Ultimately, Clouds of Sils Maria must reach the moment where Maria and Jo-Ann act opposite one another in the play, but the film is not really about building up to a charged crescendo. Instead, its a small-scaled drama in which two women circle one another; sometimes reading the text of the play "in character", while at other times blurring the line between their true selves and the fictional counterparts. Binoche often explodes with a searing rage; channeling years of disappointment, heartbreak, and false starts, but she is just as often withdrawn and sullen, questioning her talents and becoming unnaturally co-dependent upon her assistant. Stewart underplays beautifully as Valentine, offering counter-arguments to Maria's self-deprecating lack of confidence and suggesting a life outside her work (as evidenced by her forays away from the Alps and literary-inspired tattoos). The strength of her performance is just how restrained and effortless she appears onscreen, and though Binoche's portrayal is more emotionally wrought, Stewart quietly steals the film.
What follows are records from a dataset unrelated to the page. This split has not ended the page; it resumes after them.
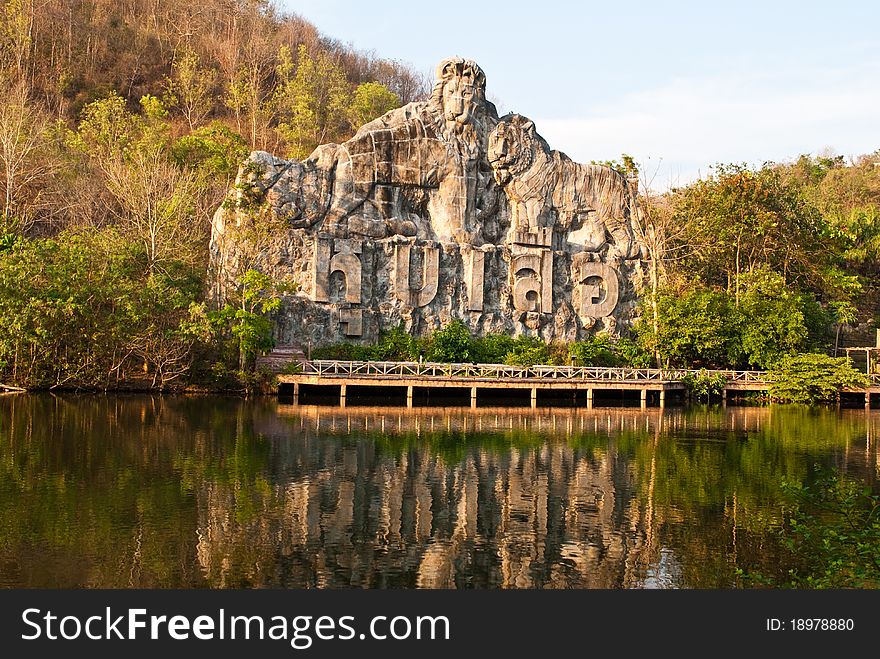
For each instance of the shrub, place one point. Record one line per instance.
(813, 378)
(702, 385)
(528, 351)
(452, 344)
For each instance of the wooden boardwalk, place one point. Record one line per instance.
(586, 381)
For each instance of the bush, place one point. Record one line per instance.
(452, 344)
(703, 386)
(528, 351)
(396, 345)
(812, 378)
(492, 348)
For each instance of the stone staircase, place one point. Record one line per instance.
(280, 357)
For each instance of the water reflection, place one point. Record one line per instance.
(205, 491)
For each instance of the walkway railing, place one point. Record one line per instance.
(332, 368)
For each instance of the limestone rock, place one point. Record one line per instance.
(434, 211)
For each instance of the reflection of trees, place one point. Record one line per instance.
(143, 491)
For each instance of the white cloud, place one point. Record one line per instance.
(693, 123)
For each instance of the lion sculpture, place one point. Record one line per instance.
(413, 171)
(593, 204)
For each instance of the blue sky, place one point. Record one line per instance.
(678, 85)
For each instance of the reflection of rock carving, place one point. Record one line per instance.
(416, 297)
(546, 189)
(344, 261)
(532, 271)
(598, 298)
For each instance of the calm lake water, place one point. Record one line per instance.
(140, 491)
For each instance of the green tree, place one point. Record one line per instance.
(746, 219)
(772, 322)
(370, 100)
(155, 199)
(528, 351)
(810, 378)
(191, 86)
(452, 344)
(249, 320)
(697, 327)
(312, 100)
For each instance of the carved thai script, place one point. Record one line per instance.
(600, 288)
(416, 297)
(345, 260)
(352, 321)
(475, 269)
(532, 271)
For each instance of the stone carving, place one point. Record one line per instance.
(438, 210)
(345, 261)
(416, 297)
(532, 270)
(352, 320)
(475, 274)
(600, 288)
(547, 190)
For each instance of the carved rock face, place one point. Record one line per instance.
(510, 150)
(404, 224)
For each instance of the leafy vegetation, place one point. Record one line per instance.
(813, 378)
(122, 128)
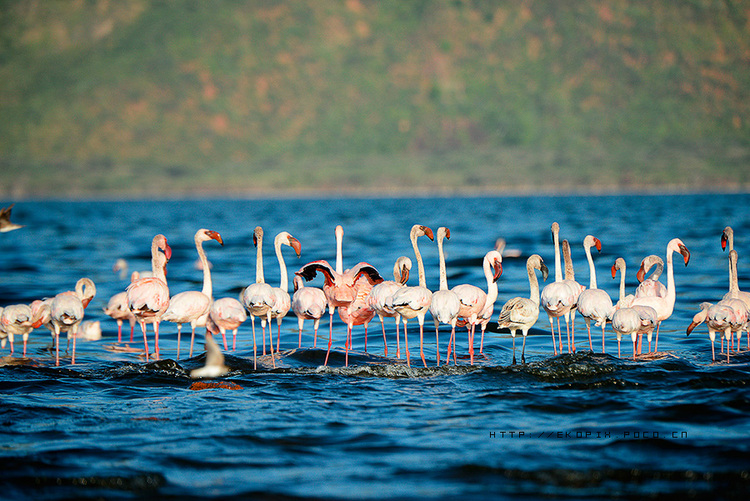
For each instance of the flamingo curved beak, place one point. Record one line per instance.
(545, 271)
(215, 235)
(498, 267)
(295, 245)
(685, 254)
(641, 275)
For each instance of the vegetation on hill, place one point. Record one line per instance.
(145, 97)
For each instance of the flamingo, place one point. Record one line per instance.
(258, 298)
(308, 303)
(594, 304)
(341, 287)
(665, 305)
(148, 297)
(66, 313)
(382, 291)
(521, 312)
(117, 309)
(559, 297)
(283, 302)
(214, 366)
(650, 286)
(226, 314)
(192, 306)
(727, 237)
(647, 315)
(413, 302)
(18, 320)
(5, 224)
(474, 301)
(445, 304)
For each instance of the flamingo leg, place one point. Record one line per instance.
(145, 341)
(552, 330)
(421, 341)
(406, 346)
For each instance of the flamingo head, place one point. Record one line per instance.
(545, 271)
(726, 235)
(214, 235)
(641, 275)
(294, 243)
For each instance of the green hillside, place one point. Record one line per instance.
(141, 97)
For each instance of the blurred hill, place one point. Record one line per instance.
(151, 97)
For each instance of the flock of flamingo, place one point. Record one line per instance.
(359, 293)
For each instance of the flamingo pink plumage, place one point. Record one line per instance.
(148, 297)
(523, 312)
(343, 287)
(283, 302)
(308, 303)
(380, 294)
(414, 302)
(474, 301)
(258, 298)
(593, 303)
(665, 305)
(445, 304)
(192, 306)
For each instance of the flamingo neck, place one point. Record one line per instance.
(443, 274)
(592, 269)
(282, 267)
(207, 284)
(259, 278)
(533, 284)
(558, 266)
(420, 265)
(339, 252)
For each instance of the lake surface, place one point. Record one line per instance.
(584, 425)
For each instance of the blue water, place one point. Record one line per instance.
(586, 425)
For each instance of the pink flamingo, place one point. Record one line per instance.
(192, 306)
(594, 304)
(474, 301)
(341, 287)
(523, 312)
(258, 298)
(148, 297)
(66, 313)
(308, 303)
(560, 297)
(226, 314)
(445, 304)
(665, 305)
(650, 286)
(414, 302)
(18, 320)
(380, 294)
(283, 302)
(117, 309)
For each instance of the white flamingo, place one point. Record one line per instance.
(259, 298)
(148, 297)
(413, 302)
(665, 305)
(523, 312)
(192, 306)
(308, 303)
(593, 303)
(559, 297)
(282, 303)
(445, 304)
(474, 300)
(380, 294)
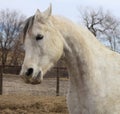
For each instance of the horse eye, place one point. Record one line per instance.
(39, 37)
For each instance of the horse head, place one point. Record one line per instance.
(43, 46)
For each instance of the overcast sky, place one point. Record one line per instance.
(68, 8)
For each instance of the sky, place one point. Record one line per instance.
(67, 8)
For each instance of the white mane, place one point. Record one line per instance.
(94, 70)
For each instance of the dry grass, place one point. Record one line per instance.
(19, 104)
(21, 98)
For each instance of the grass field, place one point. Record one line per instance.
(21, 98)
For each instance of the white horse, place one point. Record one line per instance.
(94, 70)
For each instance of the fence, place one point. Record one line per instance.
(50, 74)
(54, 72)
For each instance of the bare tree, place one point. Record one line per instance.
(102, 24)
(10, 26)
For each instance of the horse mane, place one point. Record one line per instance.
(28, 26)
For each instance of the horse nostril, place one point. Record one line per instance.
(29, 71)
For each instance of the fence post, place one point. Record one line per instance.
(1, 79)
(57, 82)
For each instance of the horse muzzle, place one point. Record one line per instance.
(30, 77)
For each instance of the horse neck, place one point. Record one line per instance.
(83, 47)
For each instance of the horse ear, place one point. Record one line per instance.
(38, 15)
(48, 12)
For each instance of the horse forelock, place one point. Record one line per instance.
(28, 26)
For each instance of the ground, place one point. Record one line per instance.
(21, 98)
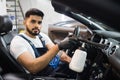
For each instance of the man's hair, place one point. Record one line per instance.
(34, 11)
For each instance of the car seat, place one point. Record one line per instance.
(7, 62)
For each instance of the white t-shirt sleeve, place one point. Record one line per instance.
(17, 46)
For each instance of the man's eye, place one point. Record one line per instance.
(33, 21)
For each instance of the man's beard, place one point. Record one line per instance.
(34, 33)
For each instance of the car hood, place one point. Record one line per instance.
(105, 11)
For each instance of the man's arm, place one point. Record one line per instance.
(34, 65)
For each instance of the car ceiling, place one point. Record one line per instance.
(106, 11)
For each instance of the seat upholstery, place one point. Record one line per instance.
(7, 62)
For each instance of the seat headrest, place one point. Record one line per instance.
(5, 24)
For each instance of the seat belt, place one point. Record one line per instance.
(53, 63)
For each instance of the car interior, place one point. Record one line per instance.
(7, 63)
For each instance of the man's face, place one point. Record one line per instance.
(33, 24)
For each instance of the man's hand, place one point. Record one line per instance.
(68, 42)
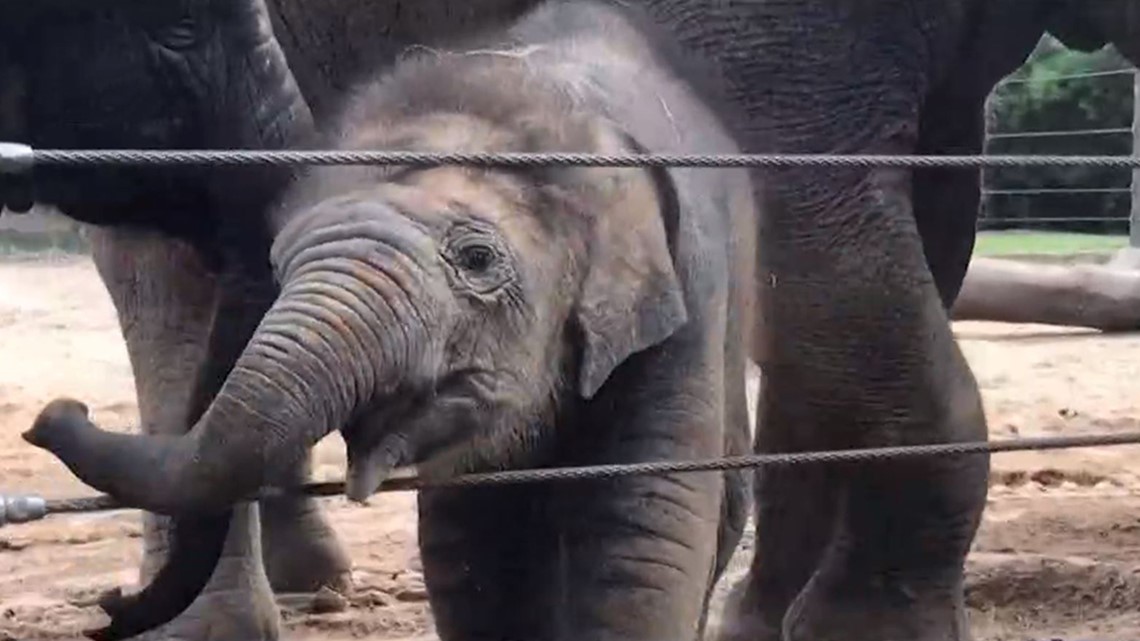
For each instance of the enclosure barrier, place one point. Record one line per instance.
(24, 509)
(17, 159)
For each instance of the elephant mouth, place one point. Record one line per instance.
(426, 435)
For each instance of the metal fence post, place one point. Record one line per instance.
(1134, 211)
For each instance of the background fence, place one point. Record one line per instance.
(1064, 102)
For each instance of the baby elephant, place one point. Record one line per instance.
(467, 319)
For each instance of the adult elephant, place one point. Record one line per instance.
(857, 269)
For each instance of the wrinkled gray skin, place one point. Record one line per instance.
(878, 253)
(467, 321)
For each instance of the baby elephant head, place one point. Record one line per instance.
(454, 309)
(438, 316)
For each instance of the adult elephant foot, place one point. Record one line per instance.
(237, 602)
(301, 551)
(831, 607)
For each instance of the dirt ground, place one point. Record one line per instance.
(1058, 554)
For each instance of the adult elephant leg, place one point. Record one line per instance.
(165, 298)
(946, 200)
(862, 355)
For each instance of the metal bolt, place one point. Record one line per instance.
(16, 157)
(22, 509)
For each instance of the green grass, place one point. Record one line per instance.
(1006, 243)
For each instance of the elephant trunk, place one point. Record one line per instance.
(315, 359)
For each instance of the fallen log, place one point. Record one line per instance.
(1080, 295)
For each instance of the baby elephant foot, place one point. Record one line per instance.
(220, 616)
(879, 609)
(301, 550)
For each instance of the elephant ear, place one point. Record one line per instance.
(632, 297)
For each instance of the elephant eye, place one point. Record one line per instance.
(477, 258)
(479, 261)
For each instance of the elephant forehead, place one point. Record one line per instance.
(442, 194)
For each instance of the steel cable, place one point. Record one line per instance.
(657, 468)
(30, 159)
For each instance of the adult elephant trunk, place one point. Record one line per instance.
(344, 332)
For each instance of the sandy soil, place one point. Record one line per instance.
(1058, 554)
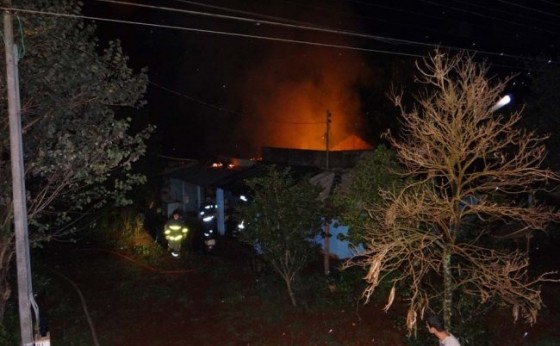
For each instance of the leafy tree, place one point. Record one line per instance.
(78, 152)
(374, 171)
(473, 169)
(282, 219)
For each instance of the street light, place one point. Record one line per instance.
(502, 102)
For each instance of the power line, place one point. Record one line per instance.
(285, 40)
(183, 28)
(383, 39)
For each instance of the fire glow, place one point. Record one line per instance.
(286, 94)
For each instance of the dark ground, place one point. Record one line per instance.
(123, 298)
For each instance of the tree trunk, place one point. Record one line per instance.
(447, 289)
(290, 291)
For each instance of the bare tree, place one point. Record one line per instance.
(473, 169)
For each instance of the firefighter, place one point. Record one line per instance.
(175, 232)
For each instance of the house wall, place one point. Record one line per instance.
(341, 249)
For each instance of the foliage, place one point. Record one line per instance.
(472, 171)
(79, 152)
(282, 219)
(373, 171)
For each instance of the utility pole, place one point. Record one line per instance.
(327, 135)
(18, 183)
(326, 226)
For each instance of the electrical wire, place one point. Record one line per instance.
(277, 39)
(383, 39)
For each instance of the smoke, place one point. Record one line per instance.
(288, 88)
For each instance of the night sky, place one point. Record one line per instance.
(227, 86)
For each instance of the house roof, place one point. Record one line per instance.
(201, 175)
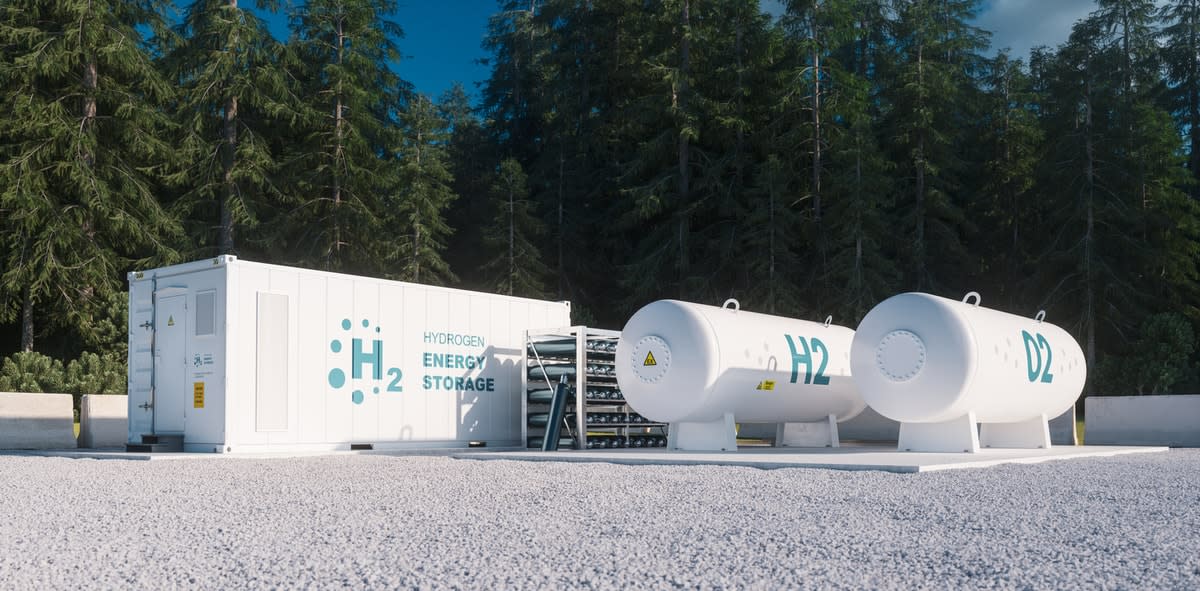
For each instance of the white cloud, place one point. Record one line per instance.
(1024, 24)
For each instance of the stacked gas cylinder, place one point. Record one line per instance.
(955, 375)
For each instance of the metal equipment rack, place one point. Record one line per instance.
(597, 413)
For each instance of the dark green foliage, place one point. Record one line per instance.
(1153, 363)
(31, 371)
(423, 195)
(83, 145)
(339, 168)
(516, 267)
(234, 96)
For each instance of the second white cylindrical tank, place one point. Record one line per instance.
(683, 362)
(921, 358)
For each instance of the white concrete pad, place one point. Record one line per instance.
(121, 454)
(845, 458)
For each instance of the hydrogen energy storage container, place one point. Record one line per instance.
(941, 366)
(237, 356)
(702, 368)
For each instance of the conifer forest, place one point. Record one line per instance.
(619, 151)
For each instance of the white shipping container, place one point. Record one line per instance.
(247, 357)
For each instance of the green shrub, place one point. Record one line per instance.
(96, 374)
(31, 372)
(90, 374)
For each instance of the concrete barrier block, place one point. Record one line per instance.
(103, 421)
(36, 421)
(1143, 421)
(1062, 429)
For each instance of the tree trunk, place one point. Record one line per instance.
(90, 82)
(228, 149)
(27, 321)
(739, 145)
(228, 154)
(1090, 195)
(417, 216)
(684, 149)
(562, 197)
(816, 155)
(919, 161)
(339, 132)
(771, 244)
(513, 222)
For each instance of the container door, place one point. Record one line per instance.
(171, 364)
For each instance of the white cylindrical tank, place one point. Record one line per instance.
(919, 358)
(690, 363)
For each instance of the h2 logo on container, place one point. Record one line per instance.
(360, 357)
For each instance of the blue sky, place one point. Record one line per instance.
(442, 37)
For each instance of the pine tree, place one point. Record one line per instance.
(516, 267)
(862, 269)
(1012, 142)
(1181, 57)
(423, 195)
(472, 159)
(82, 151)
(234, 101)
(1086, 220)
(928, 89)
(349, 93)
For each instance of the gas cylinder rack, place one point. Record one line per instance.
(597, 413)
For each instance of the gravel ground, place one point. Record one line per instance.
(375, 521)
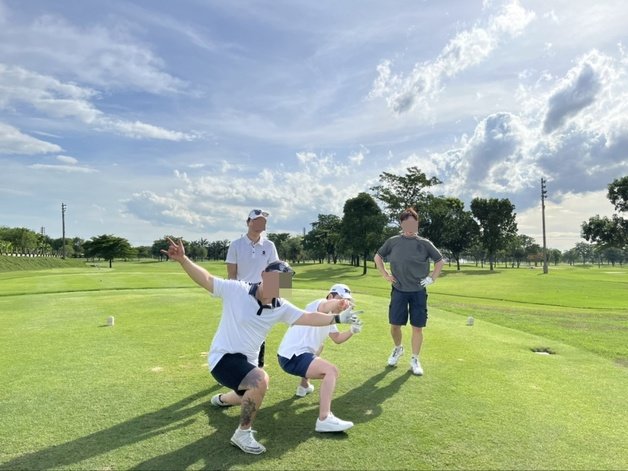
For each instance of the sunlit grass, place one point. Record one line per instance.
(77, 394)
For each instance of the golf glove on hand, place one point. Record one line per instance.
(356, 327)
(425, 282)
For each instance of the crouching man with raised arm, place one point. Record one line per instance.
(249, 311)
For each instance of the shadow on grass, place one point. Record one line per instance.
(285, 425)
(143, 427)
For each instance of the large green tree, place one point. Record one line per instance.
(496, 218)
(451, 227)
(362, 227)
(108, 247)
(398, 192)
(610, 232)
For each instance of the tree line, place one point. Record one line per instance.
(485, 234)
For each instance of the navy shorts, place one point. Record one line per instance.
(231, 370)
(298, 364)
(408, 303)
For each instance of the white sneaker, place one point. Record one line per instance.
(217, 402)
(246, 442)
(395, 355)
(302, 392)
(332, 424)
(415, 365)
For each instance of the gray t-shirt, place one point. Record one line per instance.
(409, 259)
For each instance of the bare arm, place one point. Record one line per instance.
(316, 319)
(340, 337)
(381, 267)
(232, 271)
(202, 277)
(438, 267)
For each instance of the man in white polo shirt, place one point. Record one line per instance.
(250, 254)
(248, 314)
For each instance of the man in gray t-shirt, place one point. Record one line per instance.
(409, 256)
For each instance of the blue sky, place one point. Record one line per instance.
(157, 117)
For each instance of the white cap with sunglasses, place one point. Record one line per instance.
(341, 290)
(258, 213)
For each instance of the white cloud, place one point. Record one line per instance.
(63, 168)
(55, 99)
(220, 201)
(574, 93)
(104, 56)
(66, 159)
(12, 141)
(466, 49)
(139, 130)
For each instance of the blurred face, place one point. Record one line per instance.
(410, 225)
(257, 225)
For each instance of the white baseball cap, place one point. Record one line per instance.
(341, 290)
(258, 213)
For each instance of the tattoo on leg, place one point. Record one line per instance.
(248, 412)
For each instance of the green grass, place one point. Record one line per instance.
(10, 263)
(77, 394)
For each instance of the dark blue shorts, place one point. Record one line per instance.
(297, 365)
(231, 370)
(408, 303)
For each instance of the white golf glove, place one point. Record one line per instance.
(348, 316)
(356, 327)
(425, 282)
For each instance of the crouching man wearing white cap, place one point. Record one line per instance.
(249, 312)
(299, 352)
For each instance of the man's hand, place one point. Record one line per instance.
(388, 277)
(425, 282)
(348, 316)
(175, 251)
(356, 327)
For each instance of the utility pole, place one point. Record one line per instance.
(63, 208)
(543, 196)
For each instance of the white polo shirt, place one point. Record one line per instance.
(240, 329)
(251, 258)
(300, 339)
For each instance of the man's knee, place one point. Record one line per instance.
(256, 379)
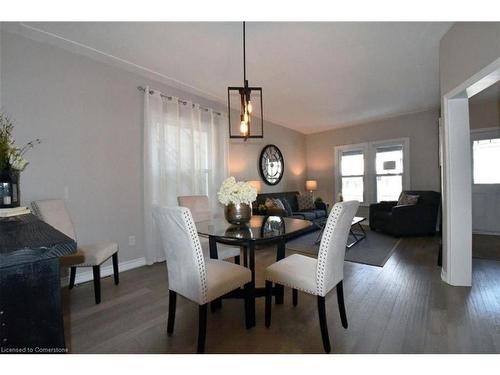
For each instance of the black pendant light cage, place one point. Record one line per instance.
(249, 100)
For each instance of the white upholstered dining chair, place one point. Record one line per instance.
(317, 276)
(200, 210)
(54, 213)
(193, 276)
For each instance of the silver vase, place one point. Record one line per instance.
(238, 213)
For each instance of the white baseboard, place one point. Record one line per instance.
(83, 277)
(486, 232)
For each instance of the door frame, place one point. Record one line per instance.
(457, 176)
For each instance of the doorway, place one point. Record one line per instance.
(457, 176)
(484, 120)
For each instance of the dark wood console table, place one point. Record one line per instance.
(30, 292)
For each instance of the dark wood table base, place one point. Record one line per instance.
(249, 258)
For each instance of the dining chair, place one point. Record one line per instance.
(190, 274)
(200, 210)
(317, 276)
(54, 213)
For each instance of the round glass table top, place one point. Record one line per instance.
(259, 228)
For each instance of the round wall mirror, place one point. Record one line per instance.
(271, 164)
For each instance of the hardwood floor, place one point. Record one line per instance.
(403, 307)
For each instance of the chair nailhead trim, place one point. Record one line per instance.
(200, 261)
(325, 246)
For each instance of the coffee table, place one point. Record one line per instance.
(358, 234)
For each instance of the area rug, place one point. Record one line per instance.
(374, 250)
(486, 246)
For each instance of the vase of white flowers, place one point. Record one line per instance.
(12, 163)
(237, 197)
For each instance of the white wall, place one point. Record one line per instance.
(465, 49)
(469, 52)
(89, 115)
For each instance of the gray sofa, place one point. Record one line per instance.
(318, 213)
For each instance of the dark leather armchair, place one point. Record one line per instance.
(407, 220)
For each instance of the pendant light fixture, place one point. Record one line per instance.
(250, 122)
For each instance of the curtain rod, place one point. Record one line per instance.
(185, 102)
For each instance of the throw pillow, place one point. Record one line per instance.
(269, 203)
(288, 207)
(274, 203)
(278, 204)
(305, 202)
(408, 199)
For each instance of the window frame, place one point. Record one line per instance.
(370, 172)
(478, 135)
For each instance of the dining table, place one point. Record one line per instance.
(261, 232)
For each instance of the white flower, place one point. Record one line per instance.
(17, 162)
(236, 192)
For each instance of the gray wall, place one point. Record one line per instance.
(89, 117)
(244, 158)
(465, 49)
(421, 128)
(484, 108)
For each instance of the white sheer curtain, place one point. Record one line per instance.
(185, 153)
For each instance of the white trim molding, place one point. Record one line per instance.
(83, 277)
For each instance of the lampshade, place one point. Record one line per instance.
(311, 185)
(256, 184)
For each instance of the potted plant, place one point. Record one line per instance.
(12, 163)
(237, 197)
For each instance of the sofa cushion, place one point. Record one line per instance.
(274, 203)
(407, 199)
(307, 215)
(320, 213)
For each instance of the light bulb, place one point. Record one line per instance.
(244, 127)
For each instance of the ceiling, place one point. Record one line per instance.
(315, 76)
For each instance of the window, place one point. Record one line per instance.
(389, 172)
(352, 171)
(485, 153)
(374, 171)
Perhaps the real star here, though, is Assayas, who serves his actresses well by structuring a story from a female point of view, and who conjures an atmosphere both grounded and ephemeral. In a way, Clouds of Sils Maria feels like a stage play masquerading as character drama; a tightly wound, though unusually expansive take on memory, aging, and the power of the written word. There's also something about the film's title, which we all expect to pay off in some way, and when it does, its one of the most ravishingly beautiful scenes of the year.